Machine Learning and Artificial Intelligence
Graham Cole, MD, PhD
Dr
Imperial College Healthcare NHS Trust, United States
Sameer Zaman, MD
Cardiology Clinical Research Fellow
Imperial College Healthcare NHS Trust (supported by UK Research and Innovation [UKRI Centre for Doctoral Training in AI for Healthcare grant number EP/S023283/1), United Kingdom
Kavitha Vimalesvaran
Dr
Imperial College Healthcare NHS Trust supported by UK Research and Innovation [UKRI Centre for Doctoral Training in AI for Healthcare grant number EP/S023283/1, United Kingdom
James P. Howard, MD, MA
Dr
Imperial College Healthcare NHS Trust (supported by The British Heart Foundation [FS/ICRF/22/26039]), England, United Kingdom
Digby Chappell
Mr
Imperial College London (supported by UK Research and Innovation [UKRI Centre for Doctoral Training in AI for Healthcare grant number EP/S023283/1), United Kingdom
Marta Varela
Dr
National Heart and Lung Institute, Imperial College London (supported by The British Heart Foundation Centre of Research Excellence at Imperial College London [RE/18/4/34215]), United Kingdom
Nicholas Peters
Prof
National Heart and Lung Institute, Imperial College London, United Kingdom
Darrel Francis, MD
Prof
National Heart and Lung Institute, Imperial College London, United Kingdom
Anil Bharath
Prof
Imperial College London, United Kingdom
Nick Linton
Dr
Imperial College Healthcare NHS Trust, United Kingdom
Cardiac MRI (CMR) generates huge imaging datasets; the potential of these datasets for machine learning is limited by a lack of high volume labelled training data (1).
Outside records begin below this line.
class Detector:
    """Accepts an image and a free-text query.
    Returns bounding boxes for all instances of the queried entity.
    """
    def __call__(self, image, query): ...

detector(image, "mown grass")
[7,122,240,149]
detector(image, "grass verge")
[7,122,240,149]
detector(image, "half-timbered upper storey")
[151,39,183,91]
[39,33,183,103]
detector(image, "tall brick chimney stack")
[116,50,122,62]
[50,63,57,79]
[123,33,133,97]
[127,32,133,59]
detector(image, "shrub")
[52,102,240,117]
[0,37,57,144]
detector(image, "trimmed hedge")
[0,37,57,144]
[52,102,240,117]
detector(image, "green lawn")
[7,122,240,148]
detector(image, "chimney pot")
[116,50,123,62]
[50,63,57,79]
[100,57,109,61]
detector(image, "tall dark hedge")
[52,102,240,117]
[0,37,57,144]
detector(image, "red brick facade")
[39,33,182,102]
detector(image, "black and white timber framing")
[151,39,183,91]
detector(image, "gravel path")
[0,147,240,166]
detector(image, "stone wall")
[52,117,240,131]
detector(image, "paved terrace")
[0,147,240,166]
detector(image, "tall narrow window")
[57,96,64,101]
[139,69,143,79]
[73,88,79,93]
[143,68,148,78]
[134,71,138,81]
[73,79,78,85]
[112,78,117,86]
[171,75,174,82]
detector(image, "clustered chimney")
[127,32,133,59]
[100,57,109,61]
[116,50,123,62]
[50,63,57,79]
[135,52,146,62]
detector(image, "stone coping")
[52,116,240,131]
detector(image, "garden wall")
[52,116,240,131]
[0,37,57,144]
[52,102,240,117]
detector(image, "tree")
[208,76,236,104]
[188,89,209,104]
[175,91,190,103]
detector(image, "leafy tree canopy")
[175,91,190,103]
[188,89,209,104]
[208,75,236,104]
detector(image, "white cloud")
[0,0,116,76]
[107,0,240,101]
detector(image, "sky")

Getting the most labelling value from expert clinicians’ limited labelling time is a major challenge in the development of deep learning for CMR (2). We present a novel method for ground-truth labelling of CMR image data by leveraging multiple clinician experts ranking multiple images on a single ordinal axis, rather than manual labelling of one image at a time. We apply this strategy to train a deep learning model to classify the anatomical position of CMR images. This allows the automated removal of slices that do not contain the left ventricular (LV) myocardium.
Methods:
Anonymised late gadolinium LV short-axis slices from 300 random scans (3552 individual images) were extracted from a clinical CMR database. The anatomical position of each image slice relative to the LV was labelled using two different strategies performed for five hours each on a bespoke clinical image annotation platform (3): (i) ’One-image-at-a-time' strategy: each slice was labelled according to its position: ‘too basal’, ‘LV’ or ‘too apical’ individually by one of three experts (Figure 1) and (ii) ‘Multiple-image-ranking’: Three independent experts ordered image slices according to their relative position from ‘most-basal’ to ‘most apical’ in batches of 8 until each image had been viewed at least 3 times (Figure 2). The labelled datasets were split into training, validation and test sets (80:10:10). Two convolutional neural networks (based on the Resnet architecture) were trained for a 3-way classification task (each model using data from one labelling strategy). The models’ performance was evaluated by accuracy, F1-score and area under the receiver operating characteristics curve (ROC AUC).
Results:
229 images were excluded due to artefact, leaving 3323 remaining images labelled by both strategies. The model trained using labels from the ‘multiple-image-ranking strategy’ performed better than the model using the ‘one-image-at-a-time’ labelling strategy (Accuracy 86% vs 72% (p=0.02); F1-score 0.86 vs 0.75; ROC AUC 0.95 vs 0.86)(Figure 2). For expert clinicians performing this task manually the intra-observer variability was low (Cohen’s Kappa = 0.90), but the inter-observer variability was higher (Cohen’s Kappa = 0.77).
Conclusion:
We present proof of concept that, given the same clinician labelling effort, comparing multiple images side-by-side using a ‘multiple-image-ranking’ strategy achieves ground truth labels for deep learning more accurately than by classifying images individually (Table 1). We demonstrate a potential clinical application: the automatic removal of unrequired CMR images. This leads to increased efficiency by focussing human and machine attention on images which are needed to answer clinical questions.